What is still unclear to me is if it is worthwhile to implement this
two pass approach, i.e. use INFINITE penalties first and relax later, or if
it is good enough for 99.99% of cases just to start with INFINITE-1
penalties for mandatory keeps?

I think the second pass is necessary, in order to be sure that we are breaking a keep because there really isn't any other alternative. Otherwise, I'm sure that for each value < INFINITE we use, we could create a (contrived) example where the algorithm prefers breaking the keep instead of using a different, legal (but somewhat uglier) break, such behaving in a non-conformant way.

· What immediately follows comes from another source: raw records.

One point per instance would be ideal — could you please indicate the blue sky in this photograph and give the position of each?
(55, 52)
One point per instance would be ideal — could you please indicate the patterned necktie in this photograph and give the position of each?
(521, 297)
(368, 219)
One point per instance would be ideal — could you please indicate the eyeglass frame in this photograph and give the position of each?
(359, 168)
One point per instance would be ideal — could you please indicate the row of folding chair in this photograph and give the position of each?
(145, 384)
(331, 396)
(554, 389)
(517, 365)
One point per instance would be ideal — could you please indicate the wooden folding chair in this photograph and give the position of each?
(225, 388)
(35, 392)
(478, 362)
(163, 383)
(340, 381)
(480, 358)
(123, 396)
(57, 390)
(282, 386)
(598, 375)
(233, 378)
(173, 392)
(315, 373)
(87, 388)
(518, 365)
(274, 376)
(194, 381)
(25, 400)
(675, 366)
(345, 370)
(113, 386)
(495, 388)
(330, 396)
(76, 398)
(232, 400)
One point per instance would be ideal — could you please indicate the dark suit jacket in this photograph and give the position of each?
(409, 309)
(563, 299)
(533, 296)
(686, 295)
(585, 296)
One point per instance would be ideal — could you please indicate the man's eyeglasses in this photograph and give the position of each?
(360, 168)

Reading again the specs, I even start wondering whether it would really be right to allow a break between objects tied by a keep constraint:

"Each keep condition must also be satisfied, except when this would cause a break condition or a stronger keep condition to fail to be satisfied. If not all of a set of keep conditions of equal strength can be satisfied, then some maximal satisfiable subset of conditions of that strength must be satisfied (together with all break conditions and maximal subsets of stronger keep conditions, if any)."

It seems to me that the prescribed behaviour requires a keep constraint with force = "always" to be satisfied *always* :-), even if this would mean having some overflowing content. More than this, even a keep with force = N could be broken only in order to satisfy a keep with greater force, and not to avoid an overflow.

I seem to recall that in Knuth's paper the author talks about a symbol he introduced in tex to represent a space that could be used as a line break in dire straits, having a penalty value = inf-1 (where inf was the special finite value representing infinity). Maybe we could similarly add some "soft-keep" extensions?